Combined glucocorticoid resistance and hyperlactatemia contributes to lethal shock in sepsis

Published: 16 July 2021| Version 3 | DOI: 10.17632/xy8bnhgzfx.3
Jolien Vandewalle, Steven Timmermans, Ville Paakinaho, Lies Vancraeynest, Liza Dewyse, Tineke Vanderhaeghen, Charlotte Wallaeys, Lise Van Wyngene, Kelly Van Looveren, Melanie Eggermont, Sylviane Dewaele, Tiago Velho, Luis Ferreira Moita, Sebastian Weis, Christoph Sponholz, Leo van Grunsven, Mieke Dewerchin, Peter Carmeliet, Karolien De Bosscher, Johan Vandevoorde, Jorma Palvimo, Claude Libert


Sepsis is a potentially lethal syndrome resulting from a maladaptive response to infection. Upon infection, glucocorticoids are produced as a part of the compensatory response to tolerate sepsis. This tolerance is, however, mitigated in sepsis due to a quickly induced glucocorticoid resistance at the level of the glucocorticoid receptor.
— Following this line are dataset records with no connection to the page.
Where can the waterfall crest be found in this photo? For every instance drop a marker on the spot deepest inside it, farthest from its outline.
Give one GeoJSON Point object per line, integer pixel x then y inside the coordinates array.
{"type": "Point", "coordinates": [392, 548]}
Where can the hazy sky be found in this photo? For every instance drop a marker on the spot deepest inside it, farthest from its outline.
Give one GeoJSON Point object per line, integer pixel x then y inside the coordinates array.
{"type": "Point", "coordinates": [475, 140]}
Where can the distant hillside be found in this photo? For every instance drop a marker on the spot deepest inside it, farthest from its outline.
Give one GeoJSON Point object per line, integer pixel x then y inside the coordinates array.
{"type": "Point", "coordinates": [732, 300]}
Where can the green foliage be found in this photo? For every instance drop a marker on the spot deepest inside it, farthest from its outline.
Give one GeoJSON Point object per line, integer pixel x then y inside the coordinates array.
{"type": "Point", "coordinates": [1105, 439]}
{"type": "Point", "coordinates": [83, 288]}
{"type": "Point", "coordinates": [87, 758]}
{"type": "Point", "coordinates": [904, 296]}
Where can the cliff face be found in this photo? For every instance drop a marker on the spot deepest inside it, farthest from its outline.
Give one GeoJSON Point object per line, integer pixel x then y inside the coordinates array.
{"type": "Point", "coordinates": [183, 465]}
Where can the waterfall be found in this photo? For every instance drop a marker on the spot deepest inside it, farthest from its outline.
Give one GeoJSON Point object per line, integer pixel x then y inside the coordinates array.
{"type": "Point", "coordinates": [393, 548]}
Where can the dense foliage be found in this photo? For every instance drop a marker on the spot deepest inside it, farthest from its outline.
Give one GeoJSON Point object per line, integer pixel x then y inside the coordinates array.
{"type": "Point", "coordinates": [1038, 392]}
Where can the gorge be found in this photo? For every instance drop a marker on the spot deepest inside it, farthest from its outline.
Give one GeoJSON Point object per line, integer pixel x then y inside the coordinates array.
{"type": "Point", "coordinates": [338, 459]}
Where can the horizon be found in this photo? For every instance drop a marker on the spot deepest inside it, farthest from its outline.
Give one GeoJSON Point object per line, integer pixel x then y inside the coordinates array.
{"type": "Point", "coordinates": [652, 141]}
Here, we show that defects in the glucocorticoid receptor signaling pathway aggravate sepsis pathophysiology by lowering lactate clearance and sensitizing mice to lactate-induced toxicity. The latter is exerted via an uncontrolled production of vascular endothelial growth factor, resulting in vascular leakage and collapse with severe hypotension, organ damage, and death, all being typical features of a lethal form of sepsis. In conclusion, sepsis leads to glucocorticoid receptor failure and hyperlactatemia, which collectively leads to a lethal vascular collapse.